Why does this matter? Because of the potential that the development industry will develop a momentum of its own, becoming so powerful that local elected officials will have a hard time saying “no” to its demands, regardless of those demands affect the rest of our community.
The Jackson/Teton County Comprehensive Plan is supposed to prevent this sort of imbalance from occurring. Indeed, the plan’s Vision Statement reads: “Preserve and protect the area’s ecosystem, in order to ensure a healthy environment, community and economy for current and future generations.” To that end, the Comp Plan and its related tools actively attempt to guide the amount and location of commercial and residential development in both the county and town.
That guidance is increasingly being questioned, though, by those who feel the Comp Plan is too restrictive. One particular concern is that it errs on the side of long-term environmental quality at the expense of today’s pressing needs.
Although the soundness of that argument is debatable, what’s undeniable is the importance of the local construction industry:
- There are about as many businesses in Construction as in Retail, Lodging, and Restaurants combined.
- Construction employs nearly as many people as Retail and Restaurants (although only 40 percent of those working in Lodging).
- The typical Construction job pays around twice as much as the typical Retail, Lodging, or Restaurant job.

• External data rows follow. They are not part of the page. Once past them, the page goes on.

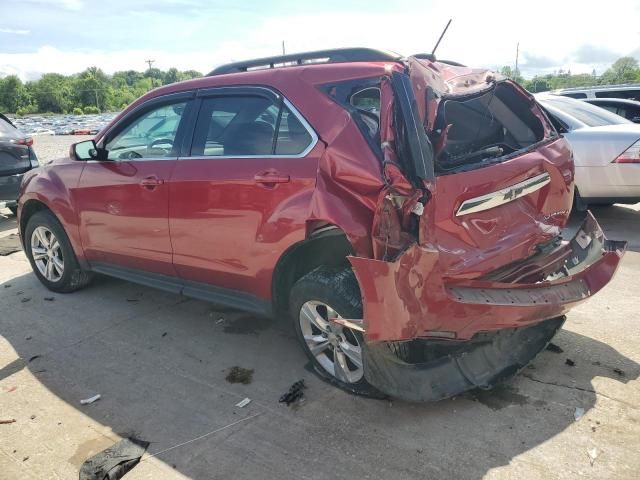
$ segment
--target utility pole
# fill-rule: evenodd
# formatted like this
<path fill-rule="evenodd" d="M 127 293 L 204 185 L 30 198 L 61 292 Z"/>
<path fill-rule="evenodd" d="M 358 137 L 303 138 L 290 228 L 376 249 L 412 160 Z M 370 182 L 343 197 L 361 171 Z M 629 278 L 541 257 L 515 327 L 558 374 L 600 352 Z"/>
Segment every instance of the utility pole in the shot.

Perhaps most striking is that, over the past 10 years, Teton County ranks 7th out of 3,112 US counties in per capita construction jobs, eclipsed only by counties recovering from Hurricane Katrina and those experiencing a fracking boom. Those, and Nantucket, where construction workers commute from the mainland on a daily basis.
Long story short, Construction not only plays a significant role in Teton County’s economy, but is growing in importance vis-a-vis tourism. Combine that with the essentially limitless demand for housing in Jackson Hole, and it seems almost inevitable that the pressure for new development will only increase over time. Doubly so should development slow down – given how large the industry is, how many folks it employs, and how much money is at stake, a slowdown in Construction will cause great disruption across the region.
The question then becomes what kind of community we are. Vision Statements such as the Comp Plan’s are developed not for the good times, but for when an organization is stressed: A Vision Statement’s fundamental purpose is to serve as a North Star for guiding decisions in difficult times.
The Comp Plan’s Vision Statement ranks a healthy economy third behind a healthy environment and healthy community. It does so because the plan’s animating belief is that if we preserve and protect our ecosystem, we and future generations will enjoy not just a healthy environment, but a healthy community. If we have those two things, a healthy economy will follow.
That much is clear. Less clear is whether we and subsequent generations will continue to agree with this formulation. The fact that no other place on the planet prioritizes environmental health over economic growth suggests those who embrace the Comp Plan’s current Vision Statement are, over the long run, fighting an uphill battle.